Output of command to array not working

I'm attempting to store the output of a series of beeline HQL queries into an array, so that I can parse it to pull out the interesting bits. Here's the relevant code:
#!/usr/bin/env ksh
ext_output=()
while IFS= read -r line; do
ext_output+=( "$line" )
done < <( bee --hiveconf hive.auto.convert.join=false -f temp.hql)
bee is just an alias to the full beeline command with the JDBC url, etc. Temp.hql is multiple hql queries.

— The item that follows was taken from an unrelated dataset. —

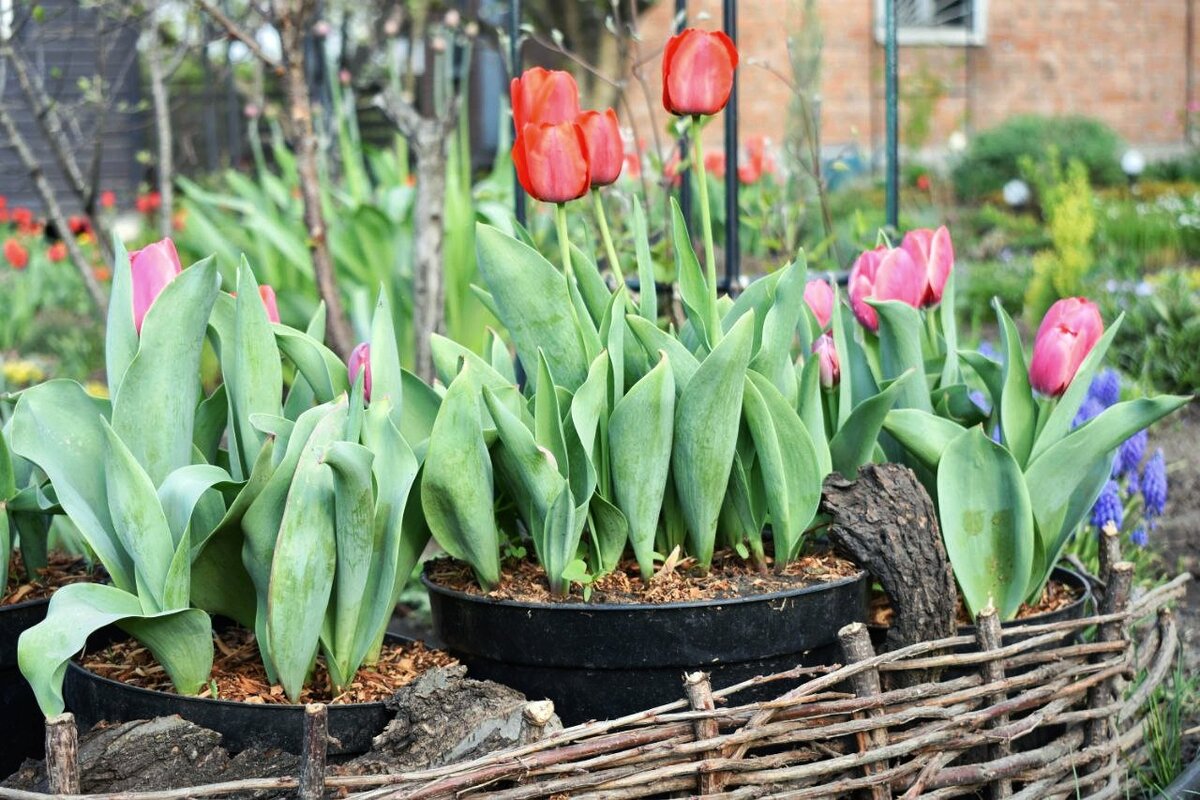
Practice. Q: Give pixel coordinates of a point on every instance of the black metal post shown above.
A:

And here's a snippet of what the output of each query looks like:
-------------------------------------------------------------------------------------------------------------------------------------------------------------------------------+--+
| tableName:myTable |
| owner:foo |
| location:hdfs://<server>/<path>...
<big snip>
-------------------------------------------------------------------------------------------------------------------------------------------------------------------------------+--+
15 rows selected (0.187 seconds)
The problem is, my array is only getting the last line from each result (15 rows selected (0.187 seconds).
Am I doing something wrong here? The exact same approach is working in other instances, so I really don't understand.
Hmmmm, I'm not having any problems with the code you've posted.
I can reproduce what I think you may be seeing (ie, array contains a single value consisting of the last line of output) if I make the following change in your code:
# current/correct code - from your post
ext_output+=( "$line" )
# modified/wrong code
ext_output=+( "$line" )
Notice the placement of the plus sign (+):
when on the left side of the equal sign (+=) each $line is appended to the end of the array (see sample run - below)
when on the right side of the equal sign (=+) each $line is assigned to the first slot in the array (index=0); the plus sign (+) and parens (()) are treated as part of the data to be stored in the array (see sample run - at bottom of this post)
Could there be a typo between what you're running (with 'wrong' results) vs what you've posted here in this thread (and what you've mentioned generates the correct results in other instances)?
Here's what I get when I run your posted code (plus sign on the left of the equal sign : +=) ...
NOTE: I've replaced the bee/HCL call with an output file containing your sample lines plus a couple (bogus) data lines; also cut down the longer lines for readability:
$ cat temp.out
-----------------------------------------+--+
| tableName:myTable
| owner:foo
| location:hdfs://<server>/<path>...
abc def ghi
123 456 789
-----------------------------------------+--+
15 rows selected (0.187 seconds)
Then I ran your code against temp.out:
ext_output=()
while IFS= read -r line
do
ext_output+=( "$line" )
done < temp.out
Some stats on the array:
$ echo "array size : ${#ext_output[*]}"
array size : 10
$ echo "array indx : ${!ext_output[*]}"
array indx : 0 1 2 3 4 5 6 7 8 9
$ echo "array vals : ${ext_output[*]}"
array vals : -----------------------------------------+--+ | tableName:myTable | owner:foo | location:hdfs://<server>/<path>... abc def ghi 123 456 789 -----------------------------------------+--+ 15 rows selected (0.187 seconds)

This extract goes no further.